Dr Jones maintained regular contact with his patients. Many reported that they experienced ‘a remarkable increase in well-being’ and some returned to have a second surgery.
Even Dr Voronoff performed a graft operation on him after he came back to France.

Dr Leighton-Jones, a retired doctor in NSW, moved to Lake Macquarie where he did his medical research (pictured).
After publishing nothing about his work, he finally was convinced by his wife to put together his detailed records in a research document.
On the exact day that he was scheduled to give a lecture at Newcastle Hospital’s postgraduate seminar on 1943 and present the findings from his decade of research, Dr Leighton Jones, who was then 74 years old, died of a heart attack.
Nora, Nora’s wife in his grief, respected his wish that privacy be maintained for his patients and burned his only paper.
Daily Mail Australia spoke to Professor Leigh Delbridge about Dr Leighton Jones, one of Australia’s top endocrine specialists.
Professor Delbridge stated that although it appeared as though the doctor was decades ahead in some areas, the actual application of monkey gland transfer would have had no impact on the longevity of his patients.
Professor Delbridge explained that “I spent the bulk of my surgical career transplanting hormone glands in routine surgery.”
He stated that only two of these surgeries are performed: ‘Parathyroid autotransplantation,’ in which cells are transplanted from the same person and ‘islet transplantation,’ where pancreas tissue is taken from another individual.
He said that the monkey’s testicular tissue was a xenograft, which means that cells from other species are transferred to it. The cells don’t survive very long.

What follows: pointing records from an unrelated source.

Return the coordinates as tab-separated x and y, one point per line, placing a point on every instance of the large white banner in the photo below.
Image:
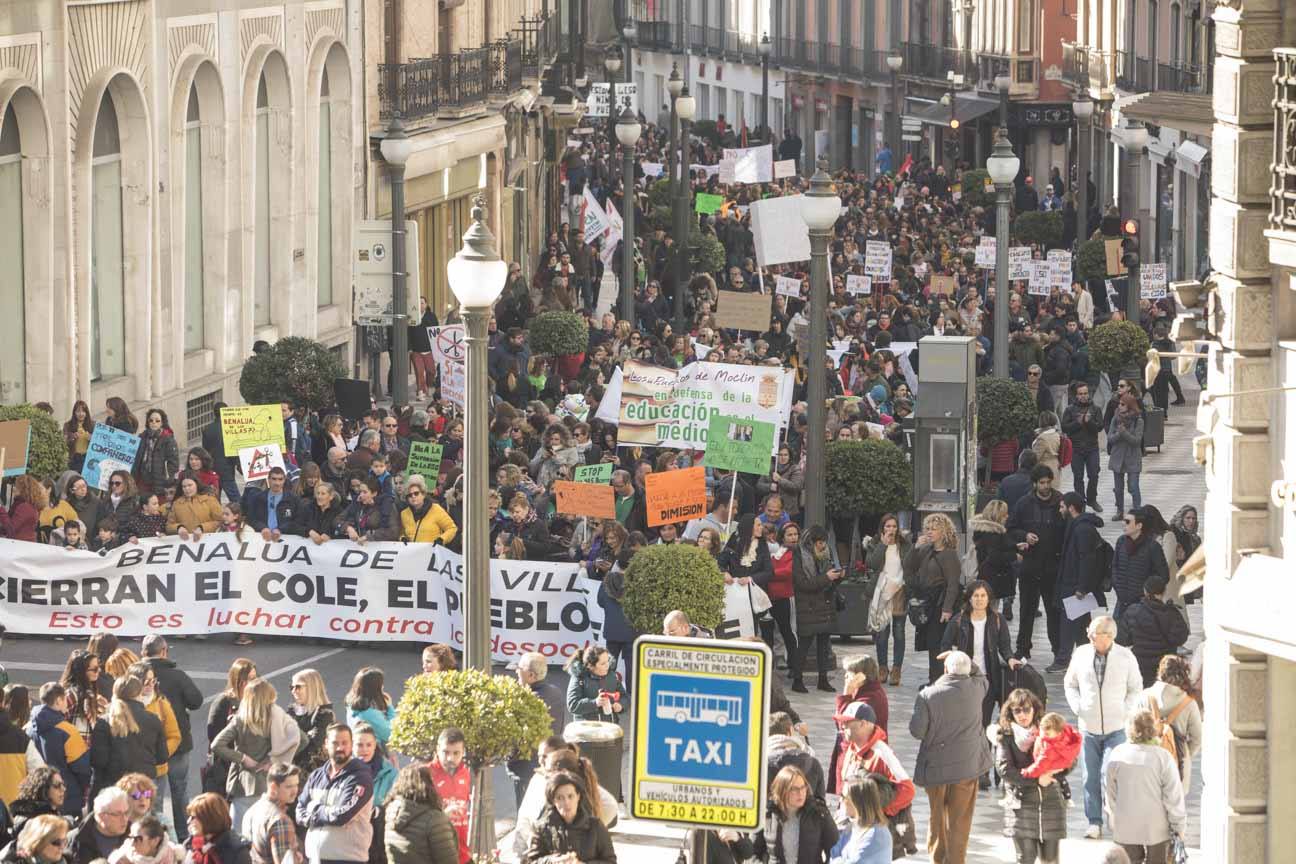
337	590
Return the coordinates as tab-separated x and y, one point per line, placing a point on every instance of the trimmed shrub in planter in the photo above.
293	368
47	455
1117	346
1005	409
662	578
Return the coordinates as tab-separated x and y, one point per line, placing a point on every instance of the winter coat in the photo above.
1142	794
419	833
180	692
583	692
1080	569
1134	562
141	751
817	838
1042	814
193	513
946	720
1102	705
585	836
1125	444
994	555
815	609
1151	628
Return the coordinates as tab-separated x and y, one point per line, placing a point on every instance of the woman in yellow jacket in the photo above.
195	512
423	520
158	706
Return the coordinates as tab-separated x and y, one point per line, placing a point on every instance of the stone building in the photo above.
178	179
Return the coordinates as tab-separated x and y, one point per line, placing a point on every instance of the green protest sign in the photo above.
600	473
708	204
424	459
739	444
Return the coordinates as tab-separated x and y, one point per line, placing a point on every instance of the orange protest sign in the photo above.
585	499
675	496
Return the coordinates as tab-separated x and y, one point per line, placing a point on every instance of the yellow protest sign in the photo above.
252	425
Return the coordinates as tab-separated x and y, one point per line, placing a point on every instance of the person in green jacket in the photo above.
417	830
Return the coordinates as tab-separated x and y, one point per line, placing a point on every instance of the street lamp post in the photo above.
627	132
477	277
395	149
767	137
674	86
684	108
1003	166
819	209
1084	110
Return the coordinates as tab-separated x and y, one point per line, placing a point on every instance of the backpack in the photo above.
1064	451
1165	735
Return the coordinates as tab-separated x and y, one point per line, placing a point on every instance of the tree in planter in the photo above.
664	578
47	454
293	368
1119	347
500	719
1037	227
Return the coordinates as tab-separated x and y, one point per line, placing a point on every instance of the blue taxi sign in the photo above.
700	722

It is possible to establish a basis for the principles of endocrine-glands transplantation. But it would not work using xenografts during an era that was before immunosuppression drugs.

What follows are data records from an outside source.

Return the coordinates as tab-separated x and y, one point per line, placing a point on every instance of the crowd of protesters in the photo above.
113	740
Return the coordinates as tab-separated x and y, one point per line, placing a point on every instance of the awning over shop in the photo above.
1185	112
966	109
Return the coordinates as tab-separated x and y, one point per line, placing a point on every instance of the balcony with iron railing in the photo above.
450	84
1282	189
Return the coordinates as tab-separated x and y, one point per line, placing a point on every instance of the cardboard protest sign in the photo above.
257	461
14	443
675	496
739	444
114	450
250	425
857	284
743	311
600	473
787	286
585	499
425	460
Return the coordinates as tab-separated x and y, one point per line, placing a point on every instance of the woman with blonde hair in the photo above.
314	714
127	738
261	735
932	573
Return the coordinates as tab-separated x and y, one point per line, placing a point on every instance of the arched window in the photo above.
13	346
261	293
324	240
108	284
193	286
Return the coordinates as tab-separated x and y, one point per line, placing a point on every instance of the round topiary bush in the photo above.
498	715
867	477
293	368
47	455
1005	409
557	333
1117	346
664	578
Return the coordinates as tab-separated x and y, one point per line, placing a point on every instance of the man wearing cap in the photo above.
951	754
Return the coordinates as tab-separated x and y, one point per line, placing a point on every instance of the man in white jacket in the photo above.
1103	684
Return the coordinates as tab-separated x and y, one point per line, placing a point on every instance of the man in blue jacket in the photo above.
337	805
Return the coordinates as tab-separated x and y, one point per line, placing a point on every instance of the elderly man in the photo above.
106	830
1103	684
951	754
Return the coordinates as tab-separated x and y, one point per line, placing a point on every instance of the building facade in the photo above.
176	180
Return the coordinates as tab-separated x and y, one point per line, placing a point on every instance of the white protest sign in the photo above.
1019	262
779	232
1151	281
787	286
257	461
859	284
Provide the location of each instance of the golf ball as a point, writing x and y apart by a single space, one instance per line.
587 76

“Probably no harm would come from it, other than to your hip pocket.”
Locals of Eraring’s Dora Creek are well aware of this tale. However, it serves as an interesting piece in the history of Eraring.
Dr Copeman says that ‘1938 was actually the beginning of understanding hormones. It was when a man from America realized estrogens and orrogens altered the comb formation in chickens.
“Dr Jones” was Australia’s first endocrinologist. Because he didn’t publish anything or delivered any papers, endocrinologists here completely disregard him. He said that it was not known exactly what he would say in Newcastle.